GL procedures such as appendicectomy, cholecystectomy, and tubal ligation are classed as essential surgical procedures according to DCP-3 (Diseases Control Priorities) and prove to be cost-effective and improve access and quality of surgical care for patients in low-resource settings [24]. The included procedures were based on the expert recommendations of our Indian senior authors and also based on the laparoscopic skills acquisition of the rural surgeons who participated at the TARGET training program and proctorship [9]. As also covered in our systematic review on gasless laparoscopy, given the initial learning curve, limited exposure to laparoscopy and availability of resources, we recommend diagnostic procedures or simple, single-quadrant resection, such as appendicectomy, cholecystectomy, salpingectomy, tubal ligation, oophorectomy, and myomectomy and in non-obese patients with lower anesthetic risk [11]. Tubal ligation is an elective procedure, and using gasless laparoscopy and sterile instruments, we propose a safer approach to sterilization. Practices can be varied in rural healthcare centers, and based on the suggestions of our local experts, gasless tubal ligation was deemed one such procedure that our rural surgeons could perform laparoscopically earlier in the learning curve. More complex procedures can be adopted based on the surgeon’s clinical expertise; however, they fall outside the current objectives of this study.

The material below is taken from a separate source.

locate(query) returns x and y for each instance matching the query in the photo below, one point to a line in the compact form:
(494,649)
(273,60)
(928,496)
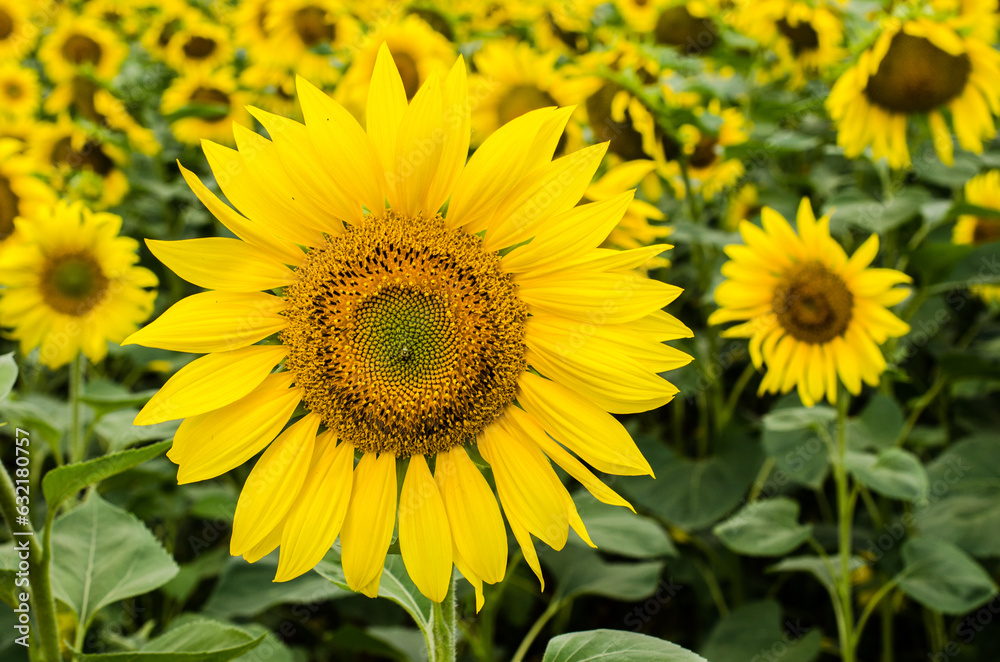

Inclusion criteria excluded patients who were morbidly obese and/or with multiple co-morbidities; hence findings cannot be generalized to a broader population. The unexpected impact of COVID-19 meant that some surgeons could not perform gasless procedures regularly, which may have affected the proficiency and learning curve. Initially, we were interested in calculating the Risk-Adjusted—CUSUM assessing the difference in conversion rates of gasless laparoscopy between cumulative expected and actual conversion to open or conventional laparoscopy. However, when multivariate logistic regression analysis was conducted (for gasless laparoscopic cholecystectomy or tubal ligation), no independent predictors of conversion were identified to assist with the RA-CUSUM, probably due to the small number of patients included. Procedure-specific learning curve comparisons between surgeons were deemed unsuitable due to a smaller sample size in other centers.

Conclusion

This study demonstrates the safe implementation of gasless laparoscopy for selective essential abdominal conditions in rural settings in North-East India. Overall outcomes are comparable to the published literature; however, longer operative times, conversion rates, and long learning curves for gasless cholecystectomy require continued training and volume of work to achieve proficiency.